The inside story of how a band of reformers tried--and failed--to change America's spy agencies

By David E. Kaplan
Posted 7/25/04

Twice each week, a top-secret report with distinctive red stripes lands on the desks of select policymakers in Washington. Called the "Red Cell," it is the work of a CIA unit by the same name, set up after the 9/11 attacks to think "outside the box." "Some of it is really wacky, even scary," says an insider. "Like bombing Iran." The "Red Cell," in a very real sense, is emblematic of the trouble the U.S. intelligence community finds itself in today. Its reports, in-house critics say, are getting stale. "There's not a lot of young blood," an analyst says, "and there's not enough turnover."

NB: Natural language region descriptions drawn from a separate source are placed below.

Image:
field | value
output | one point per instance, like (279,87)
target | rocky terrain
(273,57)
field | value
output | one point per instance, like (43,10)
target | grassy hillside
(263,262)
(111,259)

That even the "Red Cell" analysts are having trouble thinking about the new challenges to the United States suggests how hard it will be to change America's much-maligned intelligence community, a $40 billion complex of 14 agencies in six cabinet departments plus the CIA. It is, by far, the largest, most expensive intelligence network in history. Created in 1947, the U.S. intelligence community has grown enormously in terms of bodies and dollars but also in the number and complexity of its responsibilities.

It has also, for many reasons, grown into a mess. "The intelligence community does not exist except as a figment of congressional imagination," confides one of its most senior officials. "We've created the hardest structure you can ever imagine--to understand, to manage, to be effective. We've created an impossible situation." Porter Goss, a CIA veteran who chairs the House Intelligence Committee, agrees: "Nobody in their right mind would create the architecture we have in our intelligence community today. It's a dysfunctional community."

One must go back 30 years to find a time when America's intelligence agencies were under such assault. Back then, America's spy agencies were lumbered with revelations of assassination plots, mind-control experiments, and illegal spying on Americans. Today, the charges are different. If the crisis a generation ago was of accountability, the trouble now centers more on competence. The release last week of the final report by the bipartisan 9/11 commission was just the latest humiliation for the intelligence community (Page 34); that report comes hard on the heels of the Senate Intelligence Committee's July 7 critique of the community's assessments of Iraq's prewar weapons capabilities.

After 9/11, Americans had good reason to assume the nation's intelligence capabilities were being improved. But then came the Iraq war and the subsequent revelations that the CIA's "slam dunk" intelligence on Saddam Hussein's stockpiles of banned weapons was a complete air ball, a casualty of badly forged documents, eager exiles with outlandish stories, and analysis that, in the most charitable sense, could be described as flawed. The Senate Intelligence Committee's 511-page Iraq report documents how on the country's weightiest issue--whether to launch a pre-emptive war--the U.S. intelligence community ended up wrong on virtually every critical point. "In short," laments Sen. Jay Rockefeller, the intelligence panel's ranking Democrat, "we went to war in Iraq based on false claims."

The record of failures, combined with new threats and high-tech challenges, has pushed serious intelligence reform to center stage for the first time in 40 years. In its final report, the 9/11 commission is calling for a major restructuring; many top intelligence officials agree change is overdue.